Sobre a música esquecida
Eu poderia escrever sobre as bandas e os cantores de que gosto. Poderia dizer, por exemplo, que me identifico muito com as letras da Legião Urbana, que The Cranberries tem músicas perfeitas para se ouvir após um encontro perfeito, que “Always where I need to be” do The Kooks me dá vontade de sair dançando pela casa, que Chico Buarque me faz, ao contrário, ter vontade de ficar encolhida no sofá, apenas escutando. Mas eu não poderia, por exemplo, dizer quantos CDs cada um deles já produziu, quais as músicas que resumem a essência da banda ou cantor, quais os nomes completos de cada integrante. Eu não sou desse tipo de pessoa. Admiro muito quem tem na música a sua maior curiosidade e o seu maior prazer, quem pesquisa, discute, coleciona, vai a shows, toca numa banda, aprende piano, violão, flauta transversa, violino e agogô aos 5 anos de idade. Já eu, troco letras de músicas com freqüência, erro o ritmo, esqueço nomes, rostos, estilos e sempre achei que cordas, teclados e baquetas não combinam bem com a minha (des)coordenação motora. O que não elimina a minha vontade de aprender, que fique claro.

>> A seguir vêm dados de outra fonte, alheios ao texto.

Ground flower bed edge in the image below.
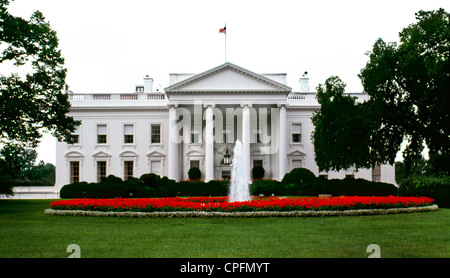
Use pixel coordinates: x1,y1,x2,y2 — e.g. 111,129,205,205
44,205,439,218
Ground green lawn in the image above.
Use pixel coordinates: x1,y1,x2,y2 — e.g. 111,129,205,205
0,200,450,258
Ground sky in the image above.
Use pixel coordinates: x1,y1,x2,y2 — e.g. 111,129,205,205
2,0,450,164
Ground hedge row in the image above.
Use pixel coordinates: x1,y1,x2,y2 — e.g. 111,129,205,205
60,168,400,198
252,178,397,196
252,168,397,196
60,174,228,198
398,176,450,208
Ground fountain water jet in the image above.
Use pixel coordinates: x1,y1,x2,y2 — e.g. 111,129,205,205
228,140,251,202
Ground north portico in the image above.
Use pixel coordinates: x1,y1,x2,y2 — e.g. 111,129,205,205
165,63,292,181
56,63,395,192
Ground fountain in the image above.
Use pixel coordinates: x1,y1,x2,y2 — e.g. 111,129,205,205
228,140,251,202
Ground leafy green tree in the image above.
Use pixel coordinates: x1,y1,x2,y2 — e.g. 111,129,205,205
312,76,375,171
0,144,37,179
359,9,450,174
0,0,79,147
312,9,450,175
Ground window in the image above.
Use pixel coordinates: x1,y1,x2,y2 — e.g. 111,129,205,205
222,171,231,179
123,125,134,144
191,130,199,143
124,161,134,180
97,125,107,144
150,124,161,144
372,165,381,181
291,124,302,143
70,161,80,183
254,130,261,143
190,160,200,169
68,128,80,145
97,161,106,182
150,161,161,176
70,134,80,145
253,160,262,167
292,159,302,169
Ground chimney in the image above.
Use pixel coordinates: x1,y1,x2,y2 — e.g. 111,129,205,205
299,71,309,93
144,75,153,94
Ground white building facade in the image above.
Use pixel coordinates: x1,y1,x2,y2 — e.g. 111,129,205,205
55,63,395,191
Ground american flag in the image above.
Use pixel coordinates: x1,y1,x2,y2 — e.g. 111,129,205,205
219,26,227,35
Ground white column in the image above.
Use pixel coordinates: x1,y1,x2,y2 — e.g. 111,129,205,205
205,105,214,182
278,104,287,180
168,105,180,181
242,104,251,182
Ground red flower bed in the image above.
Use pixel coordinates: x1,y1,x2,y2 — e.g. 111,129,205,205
50,196,433,212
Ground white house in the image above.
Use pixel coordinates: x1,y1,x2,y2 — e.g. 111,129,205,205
56,63,395,191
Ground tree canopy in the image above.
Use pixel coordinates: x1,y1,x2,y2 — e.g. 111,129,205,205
313,9,450,174
0,0,79,147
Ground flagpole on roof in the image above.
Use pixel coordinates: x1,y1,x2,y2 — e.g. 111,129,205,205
219,22,227,63
225,22,227,63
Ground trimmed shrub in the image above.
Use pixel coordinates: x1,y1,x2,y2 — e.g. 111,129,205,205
207,179,230,196
281,168,316,185
188,167,202,180
398,176,450,208
139,173,161,188
250,179,285,196
252,166,265,180
59,182,92,199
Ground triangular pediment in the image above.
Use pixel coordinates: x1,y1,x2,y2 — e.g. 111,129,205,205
92,151,111,158
288,150,306,156
165,63,291,94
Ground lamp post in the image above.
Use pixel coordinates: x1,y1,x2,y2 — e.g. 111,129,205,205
223,148,231,165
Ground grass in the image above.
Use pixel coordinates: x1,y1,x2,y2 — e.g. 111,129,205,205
0,200,450,258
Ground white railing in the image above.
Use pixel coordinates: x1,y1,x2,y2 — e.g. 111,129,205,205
69,93,166,102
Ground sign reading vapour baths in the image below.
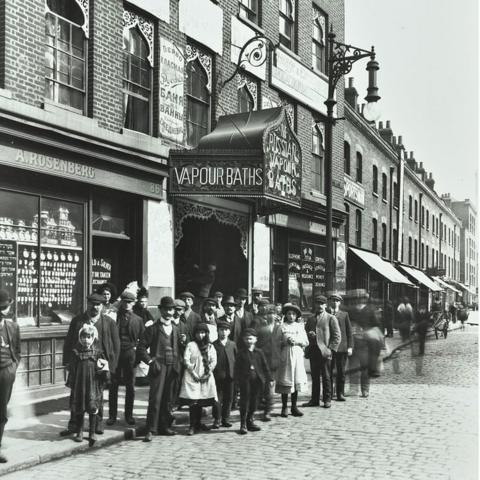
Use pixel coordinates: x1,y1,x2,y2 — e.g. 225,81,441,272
170,108,302,205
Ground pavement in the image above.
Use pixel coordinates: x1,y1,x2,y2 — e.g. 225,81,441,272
0,323,476,476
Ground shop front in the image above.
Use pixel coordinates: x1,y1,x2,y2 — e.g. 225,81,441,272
0,135,166,387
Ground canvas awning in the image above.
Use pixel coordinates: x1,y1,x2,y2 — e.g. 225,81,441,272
349,247,413,286
398,265,443,292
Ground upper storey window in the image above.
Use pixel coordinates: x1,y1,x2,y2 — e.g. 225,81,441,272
45,0,88,112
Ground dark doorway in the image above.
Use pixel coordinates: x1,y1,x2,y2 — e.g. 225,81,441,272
175,217,248,298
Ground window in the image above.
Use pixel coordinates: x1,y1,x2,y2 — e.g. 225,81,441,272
372,218,378,252
123,27,152,134
312,126,325,193
343,142,350,175
355,209,362,247
278,0,295,50
312,6,327,73
237,85,255,113
372,165,378,194
408,237,412,265
238,0,259,24
45,0,87,112
357,152,363,183
186,53,210,147
382,223,387,257
382,173,387,201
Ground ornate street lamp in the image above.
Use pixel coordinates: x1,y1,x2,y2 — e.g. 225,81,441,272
325,26,380,292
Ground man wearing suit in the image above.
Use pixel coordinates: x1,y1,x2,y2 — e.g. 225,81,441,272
138,297,182,442
0,290,20,463
303,295,341,408
328,294,353,402
107,290,145,425
60,293,120,437
212,321,237,429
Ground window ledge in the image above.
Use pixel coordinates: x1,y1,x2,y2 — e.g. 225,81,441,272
237,13,265,35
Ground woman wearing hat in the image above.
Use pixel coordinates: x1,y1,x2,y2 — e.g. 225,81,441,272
275,303,308,417
179,323,217,435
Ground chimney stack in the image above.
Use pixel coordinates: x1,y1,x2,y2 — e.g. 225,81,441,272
345,77,358,109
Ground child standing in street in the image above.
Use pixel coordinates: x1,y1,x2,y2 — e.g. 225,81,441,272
275,303,308,418
235,328,273,435
67,324,109,447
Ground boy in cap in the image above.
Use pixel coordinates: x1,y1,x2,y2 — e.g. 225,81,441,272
212,321,237,429
235,328,273,435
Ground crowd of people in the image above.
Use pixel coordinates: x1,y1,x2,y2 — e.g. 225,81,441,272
0,283,463,462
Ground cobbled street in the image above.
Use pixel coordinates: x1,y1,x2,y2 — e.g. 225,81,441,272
4,326,478,480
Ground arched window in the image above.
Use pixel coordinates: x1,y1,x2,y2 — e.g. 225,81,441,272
357,152,363,183
123,27,152,134
372,165,378,194
237,86,255,113
312,126,325,193
45,0,87,113
343,141,350,175
312,7,327,73
279,0,295,51
186,58,210,147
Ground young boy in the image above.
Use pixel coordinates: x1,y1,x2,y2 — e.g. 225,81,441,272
235,328,273,435
212,321,237,429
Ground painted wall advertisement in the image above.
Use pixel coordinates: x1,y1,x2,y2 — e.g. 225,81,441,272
160,37,185,144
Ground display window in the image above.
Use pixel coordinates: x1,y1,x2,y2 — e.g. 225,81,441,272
288,240,325,310
0,190,85,326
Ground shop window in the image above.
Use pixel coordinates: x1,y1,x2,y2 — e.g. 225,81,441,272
238,0,259,24
279,0,295,51
343,141,350,175
288,241,325,310
0,190,84,326
372,165,378,195
186,58,211,147
357,152,363,183
372,218,378,252
123,27,152,134
312,6,327,73
45,0,87,113
312,126,325,193
355,209,362,247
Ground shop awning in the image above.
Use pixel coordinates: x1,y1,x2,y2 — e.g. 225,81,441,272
398,265,443,292
349,247,413,285
432,277,460,293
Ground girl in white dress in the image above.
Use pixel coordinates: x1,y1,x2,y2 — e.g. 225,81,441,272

Prefiro deixar essa tarefa de recomendações de discografias a quem realmente sabe ou tem confiança suficiente para opinar sobre. Mas o que sobra pra mim então? Não posso escrever sobre a parte técnica da música, com todas as suas peculiaridades complexas e maravilhosas. Poderia escrever sobre as sensações que músicas diversas me provocam, mas isso acabaria por tirar um pouco da mágica daqueles momentos só meus. E era nisso em que estava pensando enquanto voltava a pé para casa, atravessando a Redenção, debaixo de um sol de 27 graus. Sobre o que escrever?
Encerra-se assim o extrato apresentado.